Tracer avec la précision inhérente à l’inquiétude du dessinateur face à la réalité de ses gestes. Laisser traces avec conscience de rendre visible le temps du trait et le leurre de l’avoir contenu.

Me mettre provisoirement en orbite, graviter autour du subjectile, flirter avec les corps noirs.

J’observe et cherche à distinguer, ma cécité virtuelle m’y pousse.

L’exercice du dessin, son expérience, me conduisent à voir et revoir.

Voir pour discerner l’importance des mirages dans l’inflation du visible.

Revoir pour éliminer les scories de l’immensité du prévu. Me désorbiter.

Épaissir la lenteur, lui donner corps dans ce temps plus rapide que sa durée et basculer cet univers de réalité augmentée dans un outre-espace, un outre-temps, un moment qui ne serait plus officiel.

Extraite d’un silo où les nombres ne sont plus opératoires pour recenser les unités, cette GUMAT (Graine d’Utopie MAjeure Torsadée) est issue de culture bio-improbable certifiée.

De traitement graphique documentaire-naturaliste à inclinaison baroque-maniériste, ces trois dessins - à l’échelle d’agrandissement de 1789 x 1 - se situent en lisière du vraisemblable, juste à l’orée du désir.

A l’aune de ma brève verticalité, je dissèque en direction de l’uchronie.
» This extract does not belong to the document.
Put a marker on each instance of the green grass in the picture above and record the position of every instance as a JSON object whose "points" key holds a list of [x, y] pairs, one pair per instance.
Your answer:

Là, en bordure des mots, via d’aporétiques escales, je trace.

 

Bernard Gilbert, Juin/Juillet 2015, Temps bas, lourd et orageux.




Isabelle LE MORVAN

Fin de saison

2015

13 dessins

Crayon sur papier Arches

6x6 cm chaque élément

En février au jardin, seuls les porte-graines marquent le cycle du végétal.

Samares, akènes, gangues, cenelles, dessinent dans leurs déhiscences les semences à venir.
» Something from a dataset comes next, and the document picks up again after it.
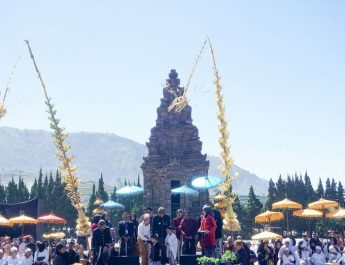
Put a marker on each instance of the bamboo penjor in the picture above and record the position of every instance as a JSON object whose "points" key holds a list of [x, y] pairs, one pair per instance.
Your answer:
{"points": [[68, 171], [3, 110], [181, 101]]}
Quelque peu flétris, souvent sombres, ils laissent les graines choir au sol dans l'attente d'un renouveau ; on les appelle parfois des momies.

Sans respect de l'échelle par rapport à la page, sur le modèle des peintres naturalistes, ces dessins sont une capture d'un état des lieux où un soupçon d’organique vient troubler le végétal.
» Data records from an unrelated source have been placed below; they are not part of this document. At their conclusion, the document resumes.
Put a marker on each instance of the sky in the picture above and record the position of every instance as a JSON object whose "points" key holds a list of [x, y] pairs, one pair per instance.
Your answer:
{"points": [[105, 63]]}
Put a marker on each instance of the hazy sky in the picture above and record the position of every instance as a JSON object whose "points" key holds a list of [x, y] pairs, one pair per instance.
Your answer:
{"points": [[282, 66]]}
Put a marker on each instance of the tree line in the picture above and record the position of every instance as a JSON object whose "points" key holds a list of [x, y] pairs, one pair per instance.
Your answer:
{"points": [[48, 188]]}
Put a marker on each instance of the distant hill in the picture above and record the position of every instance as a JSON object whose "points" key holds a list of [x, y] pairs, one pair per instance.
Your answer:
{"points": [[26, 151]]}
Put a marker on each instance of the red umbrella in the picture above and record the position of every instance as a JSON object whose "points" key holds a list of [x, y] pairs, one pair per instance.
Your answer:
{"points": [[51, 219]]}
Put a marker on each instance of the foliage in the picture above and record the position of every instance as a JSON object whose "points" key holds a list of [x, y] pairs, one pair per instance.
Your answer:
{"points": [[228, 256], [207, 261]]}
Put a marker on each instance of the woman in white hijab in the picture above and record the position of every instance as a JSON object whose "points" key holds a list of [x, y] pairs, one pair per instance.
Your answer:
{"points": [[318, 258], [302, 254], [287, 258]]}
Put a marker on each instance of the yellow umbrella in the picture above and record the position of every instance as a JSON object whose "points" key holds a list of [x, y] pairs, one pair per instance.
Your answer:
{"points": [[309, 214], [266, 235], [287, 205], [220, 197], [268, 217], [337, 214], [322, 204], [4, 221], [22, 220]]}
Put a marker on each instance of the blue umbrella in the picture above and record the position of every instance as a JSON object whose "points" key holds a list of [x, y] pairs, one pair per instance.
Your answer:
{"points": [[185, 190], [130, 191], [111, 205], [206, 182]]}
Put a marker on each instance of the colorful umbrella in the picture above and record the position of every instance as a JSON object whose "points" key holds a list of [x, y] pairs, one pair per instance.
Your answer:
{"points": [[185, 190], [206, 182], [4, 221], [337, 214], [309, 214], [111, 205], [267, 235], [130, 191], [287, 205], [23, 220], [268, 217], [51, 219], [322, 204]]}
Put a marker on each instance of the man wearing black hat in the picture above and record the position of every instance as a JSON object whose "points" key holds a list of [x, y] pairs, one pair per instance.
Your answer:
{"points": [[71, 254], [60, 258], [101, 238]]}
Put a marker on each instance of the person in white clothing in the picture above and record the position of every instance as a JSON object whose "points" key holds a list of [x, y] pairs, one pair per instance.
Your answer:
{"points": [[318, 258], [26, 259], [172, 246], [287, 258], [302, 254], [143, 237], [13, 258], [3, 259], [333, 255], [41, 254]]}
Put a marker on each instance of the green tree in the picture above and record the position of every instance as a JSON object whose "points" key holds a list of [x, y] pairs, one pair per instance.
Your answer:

Format 6x6 cm, ils inscrivent le regard dans la tradition photographique avec le supplément du trait, qui cherche dans la miniature, la sensibilité d'un monde de jardinier, celui qui regarde et qui contemple jusqu'aux interstices, celui qui a courbé la main pour semer.



Isabelle LE MORVAN

Sans titre

1993

Aquarelle sur papier Arche

70x70 cm

Courbet l’ensemenceur, et L’origine du Monde, maintes fois citée, énième proposition ici qui questionne la filiation artistique, seuls le cadrage et le point de vue diffèrent.

Du cœur de la chair à la profondeur de la peinture, les enjeux sont les mêmes : activer la pulsion scopique, travailler le spectateur dans la frontalité de son origine.




Thierry PERROT

Sèmes

2015

Gré émaillé et matrice en if

3 modèles de céramique

Le rouge est la quête ultime du céramiste, patiente recherche ensemencée par les graines d'oxydes.

De l'If au grain fin, d'où émerge la forme, au rouge sang de bœuf ou à l’incarnat, de la graine au vase, les rouges se disséminent et vagabondent entre végétal et organique.




Lionel REDON

Engrammes in situ

2015

Installation de 6 cellules

Matériaux de construction et câblage électrique

Dimensions variables

Engrammes : trace biologique de la mémoire dans le cerveau.




Étienne RIVIÈRE

Sans titre

2015

Médium, semences de tapissier, moteur

90x71x71 cm

Des semences plantées rigoureusement.

Des clous semés scrupuleusement.

Dans un rythme inconstant se soulèvent et s’enfoncent les plants de métal dont la lumière révèle les bleus.

Plantation fertile à la cadence dissonante.

Plantation stérile comme autant d’éclosions empêchées.